La ratio di queste disposizioni è inattaccabile: il diritto del singolo alla riservatezza dei propri dati sanitari deve cedere di fronte all'interesse collettivo della tutela della salute pubblica.
Ma il Garante trascura questi dettagli ed esercita il suo potere con un'interpretazione inspiegabilmente parziale del GDPR, che fa prevalere l'interesse individuale su quello collettivo. Da qui l'intervento governativo. Contenuto, si noti, non nell'ennesimo DPCM, ma in un decreto-legge, così da soddisfare la condizione (giustamente) imposta dal GDPR di una norma di rango legislativo come "base giuridica" per determinati trattamenti.
Resta comunque il vaglio del Parlamento, che potrà modificare o addirittura cancellare queste disposizioni nella conversione in legge del decreto. 

E resta il problema di fondo di tutto il sistema di "protezione dei dati". Chi limita la libertà delle persone con l'uso – e l'abuso – delle informazioni personali non sono le istituzioni democratiche o le pubbliche amministrazioni, per quanto pasticcione e mal guidate dalla politica. Sono i predatori delle informazioni personali, le Big Tech, le reti sociali (che sarebbe più corretto chiamare "asociali" perché minano la convivenza nella società).

C'è un difetto di fondo nella normativa europea. Il funzionamento del GDPR – e prima ancora della direttiva del 1995 – ha come "motore" il trattamento dei dati più che i diritti delle persone. E di conseguenza non distingue in forma abbastanza chiara tra l'uso dei dati nell'interesse dei cittadini e l'uso (e l'abuso) dei dati nell'interesse di chi li raccoglie e li sfrutta a fini commerciali o politici.

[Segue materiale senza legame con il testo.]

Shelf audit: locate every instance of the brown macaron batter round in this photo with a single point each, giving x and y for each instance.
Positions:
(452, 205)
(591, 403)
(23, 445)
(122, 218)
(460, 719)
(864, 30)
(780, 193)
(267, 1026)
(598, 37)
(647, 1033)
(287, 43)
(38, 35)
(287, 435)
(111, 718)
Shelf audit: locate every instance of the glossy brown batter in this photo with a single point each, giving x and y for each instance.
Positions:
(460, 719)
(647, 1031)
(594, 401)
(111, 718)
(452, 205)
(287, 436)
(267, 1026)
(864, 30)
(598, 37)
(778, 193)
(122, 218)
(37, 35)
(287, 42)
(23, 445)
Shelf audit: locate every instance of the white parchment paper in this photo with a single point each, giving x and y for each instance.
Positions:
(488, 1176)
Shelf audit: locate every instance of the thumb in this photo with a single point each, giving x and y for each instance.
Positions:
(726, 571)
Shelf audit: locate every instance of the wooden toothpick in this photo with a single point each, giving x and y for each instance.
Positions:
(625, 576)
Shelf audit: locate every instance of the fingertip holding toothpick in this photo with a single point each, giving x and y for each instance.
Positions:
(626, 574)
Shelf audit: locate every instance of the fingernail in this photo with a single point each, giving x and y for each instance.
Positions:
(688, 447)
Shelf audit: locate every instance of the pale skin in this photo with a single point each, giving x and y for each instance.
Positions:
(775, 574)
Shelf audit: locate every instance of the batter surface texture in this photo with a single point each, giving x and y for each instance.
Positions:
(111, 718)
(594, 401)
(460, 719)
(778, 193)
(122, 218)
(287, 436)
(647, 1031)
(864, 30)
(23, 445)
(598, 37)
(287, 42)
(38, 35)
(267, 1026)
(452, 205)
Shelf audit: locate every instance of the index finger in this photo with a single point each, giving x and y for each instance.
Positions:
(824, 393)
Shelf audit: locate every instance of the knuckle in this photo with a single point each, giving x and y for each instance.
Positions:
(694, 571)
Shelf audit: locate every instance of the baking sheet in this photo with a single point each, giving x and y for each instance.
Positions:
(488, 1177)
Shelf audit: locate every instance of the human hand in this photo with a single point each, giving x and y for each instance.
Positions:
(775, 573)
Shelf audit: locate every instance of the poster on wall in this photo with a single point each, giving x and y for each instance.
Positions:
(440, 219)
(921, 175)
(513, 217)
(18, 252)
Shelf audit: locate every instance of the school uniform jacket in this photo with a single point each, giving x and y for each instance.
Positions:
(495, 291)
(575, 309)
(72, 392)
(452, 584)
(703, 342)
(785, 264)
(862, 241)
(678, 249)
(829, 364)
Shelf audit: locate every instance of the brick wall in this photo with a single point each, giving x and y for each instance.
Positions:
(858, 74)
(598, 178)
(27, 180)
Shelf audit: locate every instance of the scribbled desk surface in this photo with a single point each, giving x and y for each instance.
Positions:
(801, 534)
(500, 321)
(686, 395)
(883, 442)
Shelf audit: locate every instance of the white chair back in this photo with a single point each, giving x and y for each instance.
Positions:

Ora si può discutere se le misure introdotte dall'articolo 9 siano o no necessarie o opportune. Da una parte limitano oggettivamente il campo di intervento del Garante – e questo può aprire il campo a iniziative inutilmente limitative delle libertà costituzionali – dall'altra restituiscono al legislatore l'autonomia che la Costituzione gli attribuisce, anche nei confronti di "autorità indipendenti" la cui natura costituzionale non è ancora stata chiarita con argomenti convincenti.